If a video gets popular, for example, the logical replica corresponding to that video will see more traffic than other servers.
These unequal loads for logical replicas can then result in unequal load distribution on physical servers. - Any busy server in one area can send a client to a less busy server in the same cache location to remedy this issue.
For this circumstance, we can employ dynamic HTTP redirections.
However, there are several disadvantages to using redirections. First, because our service attempts to load balance locally, several redirections may occur if the server receiving the redirection is unable to serve the video.
Furthermore, each redirection necessitates an additional HTTP request from the client, resulting in longer delays before the video begins to play.
Furthermore, because higher tier caches are only available at a limited number of locations, inter-tier (or cross data-center) redirections send a client to a distant cache location.

Cache

Our service requires a large-scale video distribution infrastructure to serve globally distributed users. Using a huge number of geographically distributed video cache servers, our service should bring its material closer to the user.
We need an approach that maximizes user performance while simultaneously distributing the load equitably across the cache servers.
To cache hot database rows, we can add a cache to metadata servers.
Application servers can quickly verify if the cache has the needed rows by using Memcache to cache the data before reaching the database.
For our system, the Least Recently Used (LRU) policy may be an appropriate cache eviction policy.
The least recently viewed row is discarded first under this policy.

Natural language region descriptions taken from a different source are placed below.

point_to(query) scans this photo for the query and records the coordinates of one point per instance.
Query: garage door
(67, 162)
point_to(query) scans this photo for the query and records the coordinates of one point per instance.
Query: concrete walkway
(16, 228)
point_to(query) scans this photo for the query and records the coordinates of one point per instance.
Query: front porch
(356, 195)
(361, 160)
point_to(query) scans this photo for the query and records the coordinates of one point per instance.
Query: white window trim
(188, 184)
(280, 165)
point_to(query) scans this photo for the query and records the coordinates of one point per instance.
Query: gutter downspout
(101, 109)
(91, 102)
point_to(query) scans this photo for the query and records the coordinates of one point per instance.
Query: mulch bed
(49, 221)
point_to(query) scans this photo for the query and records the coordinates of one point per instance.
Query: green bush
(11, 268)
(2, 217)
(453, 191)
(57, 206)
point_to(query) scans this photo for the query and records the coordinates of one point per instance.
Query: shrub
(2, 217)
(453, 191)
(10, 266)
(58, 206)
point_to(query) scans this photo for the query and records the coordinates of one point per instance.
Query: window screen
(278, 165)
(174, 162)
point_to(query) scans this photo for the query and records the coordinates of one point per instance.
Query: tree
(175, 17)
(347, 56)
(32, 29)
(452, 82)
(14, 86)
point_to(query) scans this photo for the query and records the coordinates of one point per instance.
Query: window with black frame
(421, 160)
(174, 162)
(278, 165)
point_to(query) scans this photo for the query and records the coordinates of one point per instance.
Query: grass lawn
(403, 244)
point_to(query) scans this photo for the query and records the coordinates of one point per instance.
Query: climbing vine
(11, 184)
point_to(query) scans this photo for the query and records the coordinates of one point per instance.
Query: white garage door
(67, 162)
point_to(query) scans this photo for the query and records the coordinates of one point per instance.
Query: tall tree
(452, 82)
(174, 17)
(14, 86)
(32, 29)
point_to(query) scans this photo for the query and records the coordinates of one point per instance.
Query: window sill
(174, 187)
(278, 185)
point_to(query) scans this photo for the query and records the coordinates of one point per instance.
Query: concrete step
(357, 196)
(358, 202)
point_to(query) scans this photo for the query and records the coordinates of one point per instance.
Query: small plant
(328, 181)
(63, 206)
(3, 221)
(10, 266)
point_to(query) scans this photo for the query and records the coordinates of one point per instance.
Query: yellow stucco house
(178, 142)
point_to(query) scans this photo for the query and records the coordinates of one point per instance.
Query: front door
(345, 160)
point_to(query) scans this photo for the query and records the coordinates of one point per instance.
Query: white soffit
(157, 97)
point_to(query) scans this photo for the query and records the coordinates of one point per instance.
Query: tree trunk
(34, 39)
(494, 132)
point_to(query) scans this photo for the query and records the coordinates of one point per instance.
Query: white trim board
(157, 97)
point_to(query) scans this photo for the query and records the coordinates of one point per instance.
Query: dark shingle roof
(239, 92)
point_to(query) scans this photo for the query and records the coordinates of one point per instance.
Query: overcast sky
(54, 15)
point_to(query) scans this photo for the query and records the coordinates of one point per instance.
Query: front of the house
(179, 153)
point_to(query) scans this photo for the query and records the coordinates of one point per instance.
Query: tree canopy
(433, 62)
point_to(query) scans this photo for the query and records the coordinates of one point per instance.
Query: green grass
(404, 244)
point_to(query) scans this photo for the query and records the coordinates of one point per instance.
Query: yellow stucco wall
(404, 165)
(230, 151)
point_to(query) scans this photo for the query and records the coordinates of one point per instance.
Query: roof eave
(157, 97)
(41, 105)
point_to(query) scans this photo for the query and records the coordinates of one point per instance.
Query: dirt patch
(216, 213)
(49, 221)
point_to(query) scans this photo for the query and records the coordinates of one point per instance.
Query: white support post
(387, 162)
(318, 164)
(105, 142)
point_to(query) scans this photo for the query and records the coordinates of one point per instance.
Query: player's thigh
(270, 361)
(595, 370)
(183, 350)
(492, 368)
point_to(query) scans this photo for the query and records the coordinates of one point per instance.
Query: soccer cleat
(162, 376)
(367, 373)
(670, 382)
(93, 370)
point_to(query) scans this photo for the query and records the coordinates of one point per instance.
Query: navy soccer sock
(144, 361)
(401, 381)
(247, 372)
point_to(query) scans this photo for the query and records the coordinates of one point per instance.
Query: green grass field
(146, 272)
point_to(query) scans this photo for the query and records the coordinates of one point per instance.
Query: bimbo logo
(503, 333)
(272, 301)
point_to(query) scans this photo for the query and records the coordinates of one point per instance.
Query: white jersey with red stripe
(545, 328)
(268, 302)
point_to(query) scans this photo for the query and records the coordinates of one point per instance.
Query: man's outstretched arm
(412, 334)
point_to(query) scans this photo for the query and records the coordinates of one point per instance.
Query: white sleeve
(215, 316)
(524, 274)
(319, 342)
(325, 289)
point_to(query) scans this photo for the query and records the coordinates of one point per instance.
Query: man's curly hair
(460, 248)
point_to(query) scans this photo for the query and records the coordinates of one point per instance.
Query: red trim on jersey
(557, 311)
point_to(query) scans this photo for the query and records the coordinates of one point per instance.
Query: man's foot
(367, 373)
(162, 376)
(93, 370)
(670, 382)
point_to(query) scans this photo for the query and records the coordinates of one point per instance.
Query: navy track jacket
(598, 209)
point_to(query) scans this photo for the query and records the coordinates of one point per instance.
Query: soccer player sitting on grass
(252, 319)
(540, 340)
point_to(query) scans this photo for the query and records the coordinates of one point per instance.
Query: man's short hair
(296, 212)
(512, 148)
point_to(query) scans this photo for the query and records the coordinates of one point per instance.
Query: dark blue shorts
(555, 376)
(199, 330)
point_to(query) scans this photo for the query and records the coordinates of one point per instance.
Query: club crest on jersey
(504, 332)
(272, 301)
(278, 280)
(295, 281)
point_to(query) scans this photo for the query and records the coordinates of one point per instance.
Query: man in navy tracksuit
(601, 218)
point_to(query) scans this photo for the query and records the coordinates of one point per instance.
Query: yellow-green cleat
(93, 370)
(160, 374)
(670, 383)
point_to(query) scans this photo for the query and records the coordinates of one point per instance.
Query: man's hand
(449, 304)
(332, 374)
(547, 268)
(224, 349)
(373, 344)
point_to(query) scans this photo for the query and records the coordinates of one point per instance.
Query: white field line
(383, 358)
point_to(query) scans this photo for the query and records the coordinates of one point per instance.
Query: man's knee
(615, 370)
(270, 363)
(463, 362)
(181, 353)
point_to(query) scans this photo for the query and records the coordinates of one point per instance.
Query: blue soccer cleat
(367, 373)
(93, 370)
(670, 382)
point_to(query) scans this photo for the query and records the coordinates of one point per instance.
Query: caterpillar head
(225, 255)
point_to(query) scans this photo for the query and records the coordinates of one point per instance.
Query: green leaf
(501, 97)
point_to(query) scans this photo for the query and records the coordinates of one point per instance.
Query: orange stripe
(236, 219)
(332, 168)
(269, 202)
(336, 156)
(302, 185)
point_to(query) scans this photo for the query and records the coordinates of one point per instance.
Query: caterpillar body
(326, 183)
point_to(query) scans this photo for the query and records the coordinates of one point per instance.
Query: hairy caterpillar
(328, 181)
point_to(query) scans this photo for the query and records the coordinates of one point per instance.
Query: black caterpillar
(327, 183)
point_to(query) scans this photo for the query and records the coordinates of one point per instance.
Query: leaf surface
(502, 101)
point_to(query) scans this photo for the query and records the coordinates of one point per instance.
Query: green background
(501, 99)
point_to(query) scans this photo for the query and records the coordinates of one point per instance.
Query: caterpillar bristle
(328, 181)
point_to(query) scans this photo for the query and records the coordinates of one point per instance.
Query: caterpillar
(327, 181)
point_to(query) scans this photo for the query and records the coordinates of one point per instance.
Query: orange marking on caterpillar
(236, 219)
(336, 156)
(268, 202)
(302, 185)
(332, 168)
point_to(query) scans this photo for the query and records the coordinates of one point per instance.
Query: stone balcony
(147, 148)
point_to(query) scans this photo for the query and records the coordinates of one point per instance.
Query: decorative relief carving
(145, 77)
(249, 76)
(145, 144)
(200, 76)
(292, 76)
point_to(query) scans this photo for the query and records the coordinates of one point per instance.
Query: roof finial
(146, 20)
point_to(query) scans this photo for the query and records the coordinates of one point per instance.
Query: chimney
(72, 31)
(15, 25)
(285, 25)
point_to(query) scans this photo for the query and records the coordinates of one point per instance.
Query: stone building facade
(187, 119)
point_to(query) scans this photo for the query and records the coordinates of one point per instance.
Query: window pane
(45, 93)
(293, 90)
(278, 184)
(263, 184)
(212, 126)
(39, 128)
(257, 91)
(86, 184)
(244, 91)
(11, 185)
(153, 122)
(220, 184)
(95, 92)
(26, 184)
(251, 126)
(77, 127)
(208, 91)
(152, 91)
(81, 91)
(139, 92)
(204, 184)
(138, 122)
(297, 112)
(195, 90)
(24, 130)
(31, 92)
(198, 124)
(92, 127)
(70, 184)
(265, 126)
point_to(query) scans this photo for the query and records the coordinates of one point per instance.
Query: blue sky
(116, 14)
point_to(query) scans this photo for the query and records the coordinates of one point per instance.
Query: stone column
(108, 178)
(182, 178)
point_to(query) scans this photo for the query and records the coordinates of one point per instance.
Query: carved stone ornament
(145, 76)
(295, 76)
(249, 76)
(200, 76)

How can we make our cache more intelligent?

If we follow the 80-20 rule, which states that 20% of daily video read volume generates 80% of traffic, implying that some videos are so popular that the majority of people watch them, we can try caching 20% of daily video read volume and metadata.

Content Delivery Network (CDN)

A content delivery network (CDN) is a network of distributed servers that deliver web content to users based on their geographic location, the origin of the web page, and the position of a content delivery server.
In our Caching chapter, look at the 'CDN' section.

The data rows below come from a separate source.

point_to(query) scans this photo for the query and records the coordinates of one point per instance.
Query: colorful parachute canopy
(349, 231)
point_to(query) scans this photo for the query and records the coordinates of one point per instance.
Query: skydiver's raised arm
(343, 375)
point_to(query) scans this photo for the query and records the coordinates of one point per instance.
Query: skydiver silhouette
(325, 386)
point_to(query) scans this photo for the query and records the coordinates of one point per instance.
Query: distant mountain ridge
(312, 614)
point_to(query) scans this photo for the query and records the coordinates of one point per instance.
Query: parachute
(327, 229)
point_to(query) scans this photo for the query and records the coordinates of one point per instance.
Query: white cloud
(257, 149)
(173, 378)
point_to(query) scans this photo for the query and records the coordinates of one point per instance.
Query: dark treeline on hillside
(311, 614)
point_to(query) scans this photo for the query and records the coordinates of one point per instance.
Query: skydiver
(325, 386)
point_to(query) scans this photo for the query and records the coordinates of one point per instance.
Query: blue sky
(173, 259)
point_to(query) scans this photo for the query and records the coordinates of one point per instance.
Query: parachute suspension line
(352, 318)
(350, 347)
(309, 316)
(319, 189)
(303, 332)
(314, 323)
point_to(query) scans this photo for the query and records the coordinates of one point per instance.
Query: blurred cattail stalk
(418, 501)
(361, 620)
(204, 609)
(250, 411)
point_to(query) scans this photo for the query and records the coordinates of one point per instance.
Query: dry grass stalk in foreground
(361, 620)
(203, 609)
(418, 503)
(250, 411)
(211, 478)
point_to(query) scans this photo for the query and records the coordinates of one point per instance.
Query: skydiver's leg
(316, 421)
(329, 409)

Popular videos can be moved to CDNs using our service:

Content is replicated in many locations using CDNs. Videos are more likely to be closer to the user, and videos will stream from a friendlier network with fewer hops.
CDNs make extensive use of caching and can typically serve videos from memory.
Our servers in multiple data centers can provide less popular videos (1-20 views per day) that are not cached by CDNs.

Fault Tolerance

For database server distribution, we should utilize Consistent Hashing.
Consistent hashing will aid in the replacement of a dead server as well as the distribution of load among servers.